Le texte visait à assurer durablement le trafic par le nord de Kandersteg (BE) et du Valais. Selon son auteur, le potentiel de destruction directe en cas d'événement majeur pourrait endommager les infrastructures alentour et bloquer l'ensemble du trafic entre Frutigen et Kandersteg, et donc le raccordement au canton du Valais via le Lötschberg.
Cet axe nord-sud voit passer 2,9 millions de véhicules par an, soit 8000 par jour, a rappelé Lorenzo Quadri (Lega/TI) au nom de la commission. Une interruption du trafic provoquerait des coûts insupportables, a-t-il ajouté.
Mais le groupe de travail mis en place par la Confédération a déjà établi trois variantes. L'une d'entre elles prévoit la construction d'une nouvelle route, les deux autres des mesures de protection de l'axe existant, a-t-il souligné. Le canton de Berne envisage de son côté déjà une voie de contournement, a renchéri son collègue Kurt Fluri (PLR/SO).
3500 tonnes de munitions
Cette route est un "noeud extrêmement stratégique" et une fermeture aurait des conséquences "catastrophiques pour la région, mais aussi pour le canton du Valais", a contré en vain Philipp Matthias Bregy (PDC/VS).

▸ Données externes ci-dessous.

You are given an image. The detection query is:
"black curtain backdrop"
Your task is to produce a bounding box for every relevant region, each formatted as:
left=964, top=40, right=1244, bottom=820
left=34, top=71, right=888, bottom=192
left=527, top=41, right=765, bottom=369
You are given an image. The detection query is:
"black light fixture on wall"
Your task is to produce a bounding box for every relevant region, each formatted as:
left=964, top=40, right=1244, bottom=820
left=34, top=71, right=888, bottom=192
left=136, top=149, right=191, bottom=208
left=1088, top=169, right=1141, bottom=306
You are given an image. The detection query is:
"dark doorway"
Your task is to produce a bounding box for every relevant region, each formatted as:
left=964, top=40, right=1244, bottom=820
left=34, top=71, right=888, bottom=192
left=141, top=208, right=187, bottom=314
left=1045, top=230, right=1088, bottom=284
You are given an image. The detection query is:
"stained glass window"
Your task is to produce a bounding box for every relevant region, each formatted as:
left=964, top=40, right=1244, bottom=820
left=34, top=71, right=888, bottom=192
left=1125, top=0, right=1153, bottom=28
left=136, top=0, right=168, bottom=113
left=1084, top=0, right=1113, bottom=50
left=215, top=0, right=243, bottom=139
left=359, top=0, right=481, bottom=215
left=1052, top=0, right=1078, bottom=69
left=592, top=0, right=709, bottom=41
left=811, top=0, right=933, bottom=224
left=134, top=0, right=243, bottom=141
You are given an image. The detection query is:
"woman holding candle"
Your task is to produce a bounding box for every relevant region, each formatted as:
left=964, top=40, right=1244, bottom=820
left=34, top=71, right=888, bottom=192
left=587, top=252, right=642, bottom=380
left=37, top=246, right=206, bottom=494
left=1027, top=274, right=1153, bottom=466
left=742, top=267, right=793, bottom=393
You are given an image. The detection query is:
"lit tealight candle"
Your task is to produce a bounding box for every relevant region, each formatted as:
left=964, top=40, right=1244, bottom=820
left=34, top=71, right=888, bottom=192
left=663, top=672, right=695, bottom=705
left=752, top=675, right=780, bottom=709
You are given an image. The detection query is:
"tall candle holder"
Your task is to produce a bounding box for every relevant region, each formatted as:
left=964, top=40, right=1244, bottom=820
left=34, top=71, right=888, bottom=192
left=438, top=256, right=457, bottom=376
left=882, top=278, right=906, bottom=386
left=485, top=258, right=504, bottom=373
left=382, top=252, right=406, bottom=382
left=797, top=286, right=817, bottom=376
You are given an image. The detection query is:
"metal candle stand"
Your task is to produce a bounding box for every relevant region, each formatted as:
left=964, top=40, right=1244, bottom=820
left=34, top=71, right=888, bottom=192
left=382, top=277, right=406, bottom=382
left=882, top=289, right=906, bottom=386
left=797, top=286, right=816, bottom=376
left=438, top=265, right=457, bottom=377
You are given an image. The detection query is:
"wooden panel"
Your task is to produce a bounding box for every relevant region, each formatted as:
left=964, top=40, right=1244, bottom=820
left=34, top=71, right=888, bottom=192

Construit lors de la Seconde Guerre mondiale dans la montagne, à Mitholz, le dépôt a explosé en 1947. Il reste 3500 tonnes de munitions, soit plusieurs centaines de tonnes de substances explosives dans la caverne effondrée.
Selon un message présenté en février par le Département fédéral de la défense (DDPS), la sécurisation de ces stocks de munitions nécessitera l'évacuation des habitants du village pendant une période allant jusqu'à dix ans.